Since 2003, the Advanced Mixed Waste Treatment Project (AMWTP) has used both conventional and unique retrieval concepts, high-tech characterization equipment - including real-time radiography and radioassay - robotics, and automated treatment processes to retrieve, treat, and ship above-ground CH-TRU and low-level wastes from an inventory of 65,000 cubic meters.

The 56-acre Transuranic Storage Area in the southern section of the RWMC, referred to as the AMWTP, is dedicated to storage of contact and remote-handled transuranic waste. The waste was received at the INL site after 1970 but was not buried. Instead, it was placed in retrievable storage on asphalt pads and then covered with an earthen berm. The waste, in drums and boxes, is also stored in storage containers. IEC workers prepare transuranic waste to ship to WIPP near Carlsbad, New Mexico, which serves as the nation’s permanent deep geologic repository for transuranic waste. WIPP resumed receiving shipments in early April 2017 and the AMWTP will continue to ship TRU waste to the repository until approximately 2028.

In spring 2023, crews completed the removal of 15 million pounds of asphalt from Pads 1 and R within the 7-acre Transuranic Storage Area Retrieval Enclosure prompting the Idaho Department of Environmental Quality to issue a letter to IEC that it considers those units as officially closed under the Resource Conservation and Recovery Act. This is an important step in the overall closure of the AMWTP and RWMC as a whole.

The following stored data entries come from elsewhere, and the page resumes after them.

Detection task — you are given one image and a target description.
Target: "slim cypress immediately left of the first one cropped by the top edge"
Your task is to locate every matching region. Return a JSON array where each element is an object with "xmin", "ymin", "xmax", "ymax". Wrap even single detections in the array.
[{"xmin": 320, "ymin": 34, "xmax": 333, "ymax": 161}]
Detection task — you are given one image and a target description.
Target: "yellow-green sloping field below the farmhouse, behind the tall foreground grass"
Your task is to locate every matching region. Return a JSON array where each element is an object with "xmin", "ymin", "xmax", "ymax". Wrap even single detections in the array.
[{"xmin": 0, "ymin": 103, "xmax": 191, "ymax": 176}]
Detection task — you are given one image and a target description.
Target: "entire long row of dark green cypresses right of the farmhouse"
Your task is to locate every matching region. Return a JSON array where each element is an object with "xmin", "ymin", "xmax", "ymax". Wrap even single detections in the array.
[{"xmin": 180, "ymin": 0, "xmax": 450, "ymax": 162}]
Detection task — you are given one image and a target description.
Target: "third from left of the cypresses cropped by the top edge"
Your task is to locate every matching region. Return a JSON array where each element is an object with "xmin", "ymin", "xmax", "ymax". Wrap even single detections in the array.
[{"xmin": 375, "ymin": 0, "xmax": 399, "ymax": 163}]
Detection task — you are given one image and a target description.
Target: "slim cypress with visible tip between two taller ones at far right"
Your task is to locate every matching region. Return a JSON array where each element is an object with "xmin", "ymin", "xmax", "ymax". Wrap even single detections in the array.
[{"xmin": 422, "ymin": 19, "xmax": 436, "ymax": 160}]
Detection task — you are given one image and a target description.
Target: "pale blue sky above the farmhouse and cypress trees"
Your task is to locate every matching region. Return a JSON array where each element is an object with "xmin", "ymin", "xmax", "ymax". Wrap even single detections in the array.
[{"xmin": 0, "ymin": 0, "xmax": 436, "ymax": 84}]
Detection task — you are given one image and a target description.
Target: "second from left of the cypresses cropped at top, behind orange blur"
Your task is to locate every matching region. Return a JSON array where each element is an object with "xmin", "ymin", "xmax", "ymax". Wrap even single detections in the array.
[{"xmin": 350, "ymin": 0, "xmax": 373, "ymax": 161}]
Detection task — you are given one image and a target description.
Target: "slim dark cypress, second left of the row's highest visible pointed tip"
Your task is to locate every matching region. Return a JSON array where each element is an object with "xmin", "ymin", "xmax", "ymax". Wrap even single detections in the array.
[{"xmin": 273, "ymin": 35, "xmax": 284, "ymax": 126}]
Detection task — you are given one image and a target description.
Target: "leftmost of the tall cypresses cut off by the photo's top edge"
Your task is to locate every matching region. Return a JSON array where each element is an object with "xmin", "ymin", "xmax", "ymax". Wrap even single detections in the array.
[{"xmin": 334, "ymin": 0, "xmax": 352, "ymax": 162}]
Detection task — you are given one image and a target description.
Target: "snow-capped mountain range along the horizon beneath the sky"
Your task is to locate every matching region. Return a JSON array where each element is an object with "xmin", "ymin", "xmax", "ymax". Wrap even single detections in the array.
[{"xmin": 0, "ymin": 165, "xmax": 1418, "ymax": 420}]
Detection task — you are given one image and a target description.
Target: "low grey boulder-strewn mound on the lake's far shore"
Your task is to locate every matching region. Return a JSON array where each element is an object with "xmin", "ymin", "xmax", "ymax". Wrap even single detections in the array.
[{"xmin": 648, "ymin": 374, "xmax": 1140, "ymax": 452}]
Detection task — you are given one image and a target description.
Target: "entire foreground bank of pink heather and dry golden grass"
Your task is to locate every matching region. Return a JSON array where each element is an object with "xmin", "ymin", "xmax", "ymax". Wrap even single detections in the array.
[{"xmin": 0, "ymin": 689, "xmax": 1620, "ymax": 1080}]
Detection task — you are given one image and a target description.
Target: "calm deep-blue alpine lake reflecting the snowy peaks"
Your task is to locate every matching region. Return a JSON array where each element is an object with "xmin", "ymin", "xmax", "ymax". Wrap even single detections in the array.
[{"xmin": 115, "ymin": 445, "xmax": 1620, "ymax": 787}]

The signature piece of equipment at AMWTP is the Supercompactor, a giant hydraulic ram capable of exerting 4 million pounds of force that can reduce a 35-inch-tall, 55-gallon barrel to a five-inch puck. By compacting waste, DOE is capable of putting more waste in the limited storage space of the Waste Isolation Pilot Plant. One-half of all waste permanently disposed at WIPP has been treated at AMWTP; the majority of that waste was compacted by the Supercompactor. Compaction also reduces the number of trips required to transport waste to WIPP.